Xavier Beulin, président de la FNSEA, syndicat agricole majoritaire, regrette lui la proposition de loi. A ses yeux, elle n’était pas nécessaire. « Nous avions pris l’engagement, les semenciers, les producteurs, de ne rien semer cette année et de ne pas commercialiser de semences de MON 810 », explique-t-il mardi, à la sortie de la réunion du groupe UMP, où il était invité. Ce que confirme le sénateur UMP Jean Bizet, auteur de la motion d’irrecevabilité qui a fait tomber la proposition de loi au Sénat. Il ne cache pas avoir « fait le point avec la direction Europe de Monsanto : il n’y a pas semence MON 810 à destination de la France ».

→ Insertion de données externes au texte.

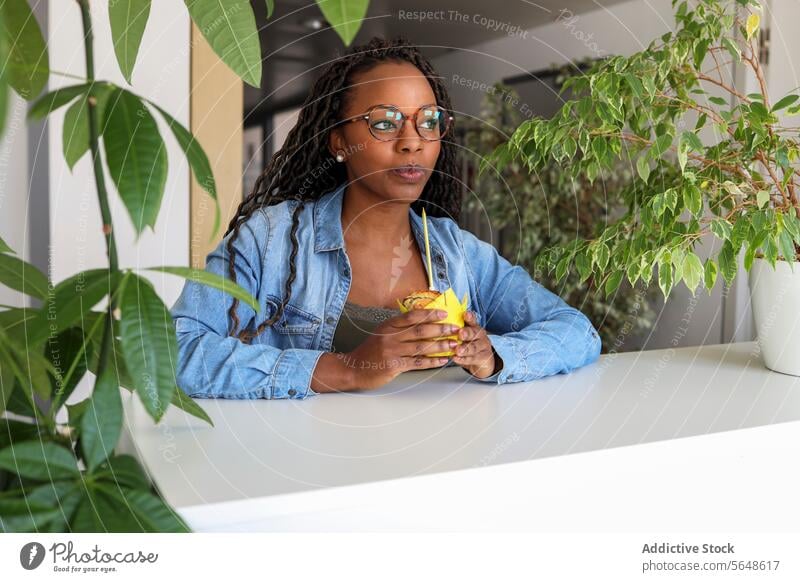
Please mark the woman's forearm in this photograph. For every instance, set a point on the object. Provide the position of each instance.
(332, 374)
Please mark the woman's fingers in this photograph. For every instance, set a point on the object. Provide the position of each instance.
(480, 358)
(422, 362)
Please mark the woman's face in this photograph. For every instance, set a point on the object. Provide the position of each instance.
(370, 161)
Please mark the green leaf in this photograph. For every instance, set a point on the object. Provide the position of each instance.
(212, 280)
(198, 161)
(786, 246)
(692, 271)
(101, 422)
(149, 345)
(785, 102)
(136, 157)
(691, 139)
(75, 412)
(48, 103)
(28, 67)
(710, 274)
(229, 26)
(601, 254)
(128, 20)
(345, 16)
(74, 297)
(22, 276)
(16, 431)
(643, 168)
(123, 471)
(721, 228)
(731, 47)
(727, 263)
(67, 349)
(665, 277)
(752, 24)
(102, 510)
(692, 199)
(683, 154)
(62, 496)
(189, 406)
(75, 133)
(41, 460)
(661, 145)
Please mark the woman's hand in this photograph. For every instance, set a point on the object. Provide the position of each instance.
(397, 345)
(476, 354)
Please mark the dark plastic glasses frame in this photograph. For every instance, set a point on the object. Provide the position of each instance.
(404, 118)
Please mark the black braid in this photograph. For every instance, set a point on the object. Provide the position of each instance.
(306, 148)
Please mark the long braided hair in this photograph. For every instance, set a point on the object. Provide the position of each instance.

Les opposants à l’interdiction mettent en avant la décision du Conseil d’Etat qui a annulé l’été dernier un arrêté d’interdiction, datant de 2011, du MON 810, et dont le renouvellement d’autorisation est en cours d’examen par l’Union européenne. Mais les Etats ont la possibilité d’interdire sur leur territoire un OGM autorisé par l’Union européenne. « Les mêmes causes produisent les mêmes effets », prédit le sénateur UMP Bruno Sido, agriculteur de profession, et président de l’Opecst (Office parlementaire d’évaluation des choix scientifiques et technologiques), qui souhaite « qu’on ne fasse pas comme sur les gaz de schiste » qui sont interdits en France. « Je suis pour la recherche scientifique », plaide Bruno Sido. Il ajoute : « Les gens mangent déjà des OGM et ils sont toujours vivants. On continue à gagner un trimestre d’espérance de vie tous les ans ! »
« Arme alimentaire »
Le patron de la FNSEA, Xavier Beulin, souhaite « que nous gardions la capacité de disposer d’une recherche et d’une expertise de qualité sur les OGM. Je veux qu’on sorte de la posture pour ou contre. Le débat, c’est : qu’est ce que peuvent amener les technologies de type OGM ? Et quels sont les risques et inconvénients ? ». Selon Jean Bizet, il est nécessaire de développer les OMG en France « car nous sommes dans une guerre économique sur la propriété des semences. Or les multinationales peuvent refuser les semences à un pays. C’est l’arme alimentaire. En France, on a laissé les environnementalistes détruire les essais. Les entreprises françaises n’ont pas mené de recherches et n’ont pas breveté », regrette le sénateur UMP de la Manche. Il ajoute : « On écoute beaucoup plus Bové que Bizet ! Peut-être que je devrais me laisser pousser la moustache ».
Joël Labbé apprécie peu l’activisme du sénateur UMP. « Jean Bizet a un mouvement pour l’organisation d’une agriculture mondiale, avec les lobbies. Mais c’est aux politiques de l’organiser », affirme le sénateur écologiste. Il entend à sa manière mener une guerre pacifiste contre les défenseurs des OGM. La prochaine bataille se jouera à l’Assemblée nationale, avec l’examen de la nouvelle proposition de loi. Elle devra passer ensuite par le Sénat. Malgré le vote d’hier, le socialiste Alain Fauconnier reste « persuadé que le soutien au moratoire sur le maïs transgénique reste la position largement majoritaire au Sénat, dans le pays et en Europe ». En cas de nouveau rejet à la chambre haute, le Palais bourbon aura cette fois le dernier mot, la nouvelle proposition de loi venant d’un député. Le gouvernement pourra compter sur le groupe PS qui détient à lui seul la majorité à l’Assemblée.